"Mary Rosenblum - Afterimage" - читать интересную книгу автора (Rosenblum Mary)

Daniel wakes up. He stares at me for a second, his face all blurry with booze
and sleep. Then he gets up and his chair falls over. "You're dead," he says. And
then he passes out.

It's so fast, I almost don't catch him. But I do, all off balance, and my feet
slip on the wet floor and I crack my head on the edge of the table on my way
down, and all my muscles go loose. So I land flat with the wind knocked out of
me, and Daniel like a thousand-pound weight on my chest. He twitches and after a
minute gets off, but I'm too busy trying to breathe to care. My head hurts like
a son of a bitch.

"Ian?" His voice sounds thick and weird.

And I should be scared, because Daniel isn't Dicey, but my head hurts too much
to be anything but mad, and when I touch the place where I banged the table, I
feel sticky blood. "Do I sound dead?" I sit up and shove my bloody fingers under
his nose. "Do I look dead?
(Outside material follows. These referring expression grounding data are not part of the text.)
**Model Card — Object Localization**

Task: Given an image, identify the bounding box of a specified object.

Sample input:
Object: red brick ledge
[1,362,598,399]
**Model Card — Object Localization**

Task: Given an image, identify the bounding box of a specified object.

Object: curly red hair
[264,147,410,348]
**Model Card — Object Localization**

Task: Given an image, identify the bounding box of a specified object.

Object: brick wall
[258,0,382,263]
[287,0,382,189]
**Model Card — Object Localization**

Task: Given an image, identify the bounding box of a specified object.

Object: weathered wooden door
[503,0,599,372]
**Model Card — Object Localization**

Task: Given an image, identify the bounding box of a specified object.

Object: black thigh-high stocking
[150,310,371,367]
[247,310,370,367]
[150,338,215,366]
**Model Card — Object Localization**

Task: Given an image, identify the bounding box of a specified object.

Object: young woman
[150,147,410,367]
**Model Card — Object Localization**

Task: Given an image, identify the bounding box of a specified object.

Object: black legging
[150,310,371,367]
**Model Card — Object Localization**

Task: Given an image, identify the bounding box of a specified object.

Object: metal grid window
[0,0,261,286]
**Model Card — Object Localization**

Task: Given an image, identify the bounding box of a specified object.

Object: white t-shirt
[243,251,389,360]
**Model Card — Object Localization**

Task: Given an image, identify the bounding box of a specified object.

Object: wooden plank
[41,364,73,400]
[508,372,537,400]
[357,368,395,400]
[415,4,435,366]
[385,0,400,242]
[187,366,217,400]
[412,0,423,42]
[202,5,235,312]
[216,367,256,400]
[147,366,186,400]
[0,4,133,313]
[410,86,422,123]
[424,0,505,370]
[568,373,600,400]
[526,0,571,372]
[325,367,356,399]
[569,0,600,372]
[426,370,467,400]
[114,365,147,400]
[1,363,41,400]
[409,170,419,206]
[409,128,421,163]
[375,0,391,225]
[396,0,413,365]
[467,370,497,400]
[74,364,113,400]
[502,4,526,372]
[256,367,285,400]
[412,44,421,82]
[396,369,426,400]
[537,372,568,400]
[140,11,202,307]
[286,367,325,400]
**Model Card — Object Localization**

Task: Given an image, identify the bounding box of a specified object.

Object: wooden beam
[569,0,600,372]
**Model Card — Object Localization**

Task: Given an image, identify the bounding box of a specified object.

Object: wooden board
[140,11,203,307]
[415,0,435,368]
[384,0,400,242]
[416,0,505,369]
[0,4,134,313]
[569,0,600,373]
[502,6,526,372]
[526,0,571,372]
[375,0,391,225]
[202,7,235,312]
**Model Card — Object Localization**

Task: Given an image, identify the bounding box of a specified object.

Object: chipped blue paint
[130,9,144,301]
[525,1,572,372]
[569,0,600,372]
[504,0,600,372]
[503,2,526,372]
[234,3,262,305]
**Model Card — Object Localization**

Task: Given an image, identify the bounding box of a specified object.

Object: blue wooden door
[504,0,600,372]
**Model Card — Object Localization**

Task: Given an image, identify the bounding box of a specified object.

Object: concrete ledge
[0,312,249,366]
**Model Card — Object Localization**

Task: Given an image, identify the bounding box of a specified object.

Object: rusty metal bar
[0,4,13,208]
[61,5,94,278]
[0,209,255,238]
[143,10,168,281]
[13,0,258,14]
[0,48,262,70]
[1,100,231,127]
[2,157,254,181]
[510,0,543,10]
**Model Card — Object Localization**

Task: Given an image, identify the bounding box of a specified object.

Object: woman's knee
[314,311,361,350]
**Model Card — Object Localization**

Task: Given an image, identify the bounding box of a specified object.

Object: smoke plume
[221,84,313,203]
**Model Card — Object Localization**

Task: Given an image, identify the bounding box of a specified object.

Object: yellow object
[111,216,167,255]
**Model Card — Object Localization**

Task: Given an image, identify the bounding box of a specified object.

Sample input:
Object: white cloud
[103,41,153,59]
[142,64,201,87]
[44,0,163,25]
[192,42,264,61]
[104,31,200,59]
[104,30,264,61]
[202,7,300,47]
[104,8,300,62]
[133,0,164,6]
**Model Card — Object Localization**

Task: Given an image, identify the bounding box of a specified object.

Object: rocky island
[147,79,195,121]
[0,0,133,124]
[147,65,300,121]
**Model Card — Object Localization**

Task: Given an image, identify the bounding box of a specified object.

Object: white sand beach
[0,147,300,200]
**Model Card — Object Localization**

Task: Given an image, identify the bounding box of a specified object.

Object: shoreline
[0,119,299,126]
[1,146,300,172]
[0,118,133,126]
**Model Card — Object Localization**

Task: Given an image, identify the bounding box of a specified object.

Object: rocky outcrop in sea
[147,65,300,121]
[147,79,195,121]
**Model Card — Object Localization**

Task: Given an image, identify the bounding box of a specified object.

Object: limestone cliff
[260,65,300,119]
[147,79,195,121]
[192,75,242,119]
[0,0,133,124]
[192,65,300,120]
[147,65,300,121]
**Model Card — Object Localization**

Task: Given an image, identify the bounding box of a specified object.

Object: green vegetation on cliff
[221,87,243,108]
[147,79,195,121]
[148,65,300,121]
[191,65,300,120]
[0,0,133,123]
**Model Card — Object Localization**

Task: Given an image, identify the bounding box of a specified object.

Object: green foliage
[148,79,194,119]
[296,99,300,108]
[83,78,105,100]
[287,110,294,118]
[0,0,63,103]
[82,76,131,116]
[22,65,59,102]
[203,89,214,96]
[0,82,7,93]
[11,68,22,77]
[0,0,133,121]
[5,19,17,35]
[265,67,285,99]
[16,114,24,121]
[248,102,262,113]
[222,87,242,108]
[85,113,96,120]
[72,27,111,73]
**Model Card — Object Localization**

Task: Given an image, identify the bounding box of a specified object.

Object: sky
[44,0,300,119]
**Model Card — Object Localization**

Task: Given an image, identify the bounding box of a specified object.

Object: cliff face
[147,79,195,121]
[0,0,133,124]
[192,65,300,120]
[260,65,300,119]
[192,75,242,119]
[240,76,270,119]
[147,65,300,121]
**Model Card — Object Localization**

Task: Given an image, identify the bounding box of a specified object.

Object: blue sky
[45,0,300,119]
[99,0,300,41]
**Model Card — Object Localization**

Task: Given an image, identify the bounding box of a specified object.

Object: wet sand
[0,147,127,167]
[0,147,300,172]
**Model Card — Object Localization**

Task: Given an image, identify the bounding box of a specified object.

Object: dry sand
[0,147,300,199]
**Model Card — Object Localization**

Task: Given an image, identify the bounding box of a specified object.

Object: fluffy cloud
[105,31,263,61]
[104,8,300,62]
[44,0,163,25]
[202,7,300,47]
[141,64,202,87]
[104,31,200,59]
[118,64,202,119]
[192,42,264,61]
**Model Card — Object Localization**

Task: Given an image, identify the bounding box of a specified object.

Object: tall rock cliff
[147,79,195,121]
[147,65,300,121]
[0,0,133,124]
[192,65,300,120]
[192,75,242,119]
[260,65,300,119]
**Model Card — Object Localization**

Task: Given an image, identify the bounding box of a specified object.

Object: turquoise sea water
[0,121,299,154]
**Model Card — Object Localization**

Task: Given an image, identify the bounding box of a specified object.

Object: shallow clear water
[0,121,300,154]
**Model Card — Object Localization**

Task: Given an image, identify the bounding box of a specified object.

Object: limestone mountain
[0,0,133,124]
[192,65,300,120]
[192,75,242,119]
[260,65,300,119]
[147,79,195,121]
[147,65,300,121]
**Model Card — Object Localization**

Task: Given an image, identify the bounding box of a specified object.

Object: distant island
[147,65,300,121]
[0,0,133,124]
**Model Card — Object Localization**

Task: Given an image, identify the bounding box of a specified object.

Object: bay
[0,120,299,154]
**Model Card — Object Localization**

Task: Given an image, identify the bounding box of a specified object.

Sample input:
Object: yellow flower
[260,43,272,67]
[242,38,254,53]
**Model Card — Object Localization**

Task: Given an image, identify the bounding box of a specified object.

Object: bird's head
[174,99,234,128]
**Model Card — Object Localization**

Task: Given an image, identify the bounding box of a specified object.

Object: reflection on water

Do I look like I just dug myself out of a fucking
grave?"

"I don't know." He looks like he's going to pass out again. "I watched
them...shovel dirt onto your coffin, man. One day you're here. Then you're
just...gone. A stupid hit and run in front of a Seven Eleven. After you got
clean and everything." He looks away, up at the bottle on the table. "You used
to tell me that nothing really mattered. I guess you were right."

"Stop it." He's really scaring me, now. "You sound like me." I try to make it a
joke, but shivers are running up and down my spine. Because I remember something
-- a car -- shiny red paint and sun on glass. "You used to kick my butt when I
talked like that."

"You're really here?" Daniel starts to touch me, then pulls his hand away.

I grab his shoulders and shake him. "Yeah, I'm here. Snap out of it, man." I
shake him again, hard. Like he used to shake me when I was trying to get off the
needle and thought I couldn't do it anymore. "You hear me? Whatever's going on,
I'm right here, and if I'm dead, nobody told me." But I'm looking into his eyes,
and I'm seeing it there-- that yeah, he watched them bury me. And it comes back
in bits like broken glass on the sidewalk -- car hood, windshield, all coming
too fast. I can almost see the face behind the sunbright glass, and...I remember
how it felt -- the impact. No pain, but it was like I could feel my self getting
knocked right out of my body. My soul, maybe, if you want to call it that. Me,
anyway.

"You remember," Daniel says softly.

"Yeah." The word comes out like a sigh. I let go of him and stare down at the
white rosary of old dead days on my forearms. "Sort of." The car, nothing after.
"How long?" I ask and I hear the tremble in my voice. Because that black hole is
there inside my head and I'm teetering on the brink.